Le système de succession excluait les filles en raison de leur impossibilité de transmettre les biens dans la famille et accorde une place privilégiée à l’aîné qui était seul héritier - cette disposition n'est plus en vigueur que dans l'île de Sercq, au bailliage de Guernesey. Dérivant peut-être de la coutume scandinave : « Quand un fils leur naît, le père se dirige vers le nouveau-né, l’épée à la main et, la jetant à terre, il lui dit : Je ne te léguerai aucun bien : tu n’auras que ce que tu peux te procurer avec cette arme », cette disposition a donné lieu à l’expression « cadet de Normandie » pour désigner une personne peu fortunée.

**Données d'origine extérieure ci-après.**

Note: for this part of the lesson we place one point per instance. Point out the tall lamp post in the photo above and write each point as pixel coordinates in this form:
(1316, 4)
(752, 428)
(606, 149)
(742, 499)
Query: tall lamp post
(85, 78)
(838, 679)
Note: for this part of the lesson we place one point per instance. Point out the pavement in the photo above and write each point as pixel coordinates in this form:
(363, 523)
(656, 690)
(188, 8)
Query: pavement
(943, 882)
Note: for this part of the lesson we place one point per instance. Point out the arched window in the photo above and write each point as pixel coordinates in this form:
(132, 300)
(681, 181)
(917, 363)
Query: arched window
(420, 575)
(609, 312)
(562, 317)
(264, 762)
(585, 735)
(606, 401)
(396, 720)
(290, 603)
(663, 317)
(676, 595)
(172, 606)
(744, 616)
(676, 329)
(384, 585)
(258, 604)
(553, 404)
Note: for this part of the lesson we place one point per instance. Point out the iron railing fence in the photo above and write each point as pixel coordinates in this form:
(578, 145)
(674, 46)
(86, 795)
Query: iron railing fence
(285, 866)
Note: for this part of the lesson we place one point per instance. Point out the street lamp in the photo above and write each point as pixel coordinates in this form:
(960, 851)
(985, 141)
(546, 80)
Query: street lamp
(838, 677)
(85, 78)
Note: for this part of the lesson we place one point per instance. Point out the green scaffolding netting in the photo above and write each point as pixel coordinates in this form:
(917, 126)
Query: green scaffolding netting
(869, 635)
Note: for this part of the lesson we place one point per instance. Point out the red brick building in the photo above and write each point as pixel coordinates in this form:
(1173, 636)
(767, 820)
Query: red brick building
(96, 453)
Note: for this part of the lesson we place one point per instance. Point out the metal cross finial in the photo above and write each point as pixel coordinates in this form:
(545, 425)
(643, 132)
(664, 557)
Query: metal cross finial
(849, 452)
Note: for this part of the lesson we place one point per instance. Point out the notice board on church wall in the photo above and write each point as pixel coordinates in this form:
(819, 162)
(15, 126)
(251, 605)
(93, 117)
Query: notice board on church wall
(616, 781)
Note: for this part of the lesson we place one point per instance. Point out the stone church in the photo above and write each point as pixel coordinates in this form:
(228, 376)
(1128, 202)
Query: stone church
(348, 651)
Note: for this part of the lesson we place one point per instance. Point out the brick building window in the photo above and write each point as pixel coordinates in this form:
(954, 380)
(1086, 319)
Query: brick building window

De même, le système matrimonial reposait sur la séparation de biens entre époux, le mari devenant propriétaire de tous les biens acquis durant l’union, mais toutefois obligé de constituer un douaire sur le tiers de ses biens en cas de veuvage de son épouse, ce tiers ne pouvant entrer dans la succession du mari qu'à la mort de sa femme.

Une disposition intéressante de la coutume de Normandie réside également dans la clameur de haro qui est une plainte verbale en public de celui à qui on fait quelque violence ou injustice et qui vaut assignation en justice.

Aujourd'hui

La législation anglaise a conservé de larges portions du droit normand, y compris dans les procédés, les formules et le langage. Le droit anglais reste lui aussi imprégné de droit normand.

Aujourd’hui encore, la coutume de Normandie inspire la législation des parties de la Normandie dépendant de la couronne britannique, notamment la clameur de haro qui reste en vigueur à SercqJersey et Guernesey, ainsi que la plupart des dispositions sur la succession et les fiefs. Les juristes se destinant à la profession d’avocat ou d’avocat-conseil à Guernesey doivent suivre un cycle d’étude de six mois en droit normand à l’université de Caen-Normandie et obtenir un Certificat d’études juridiques françaises et normandes avant de pouvoir s’inscrire au barreau de Guernesey, dont dépendent les îles d'Aurigny, Sercq et Guernesey4.

Perdure aussi la coutume du retrait lignager, qui donne la possibilité à un enfant de contester la vente d'un bien réalisée par ses parents. Cette coutume a été abolie à Jersey au xixe siècle, puis à Guernesey en 2012. Elle s'applique encore à Sercq.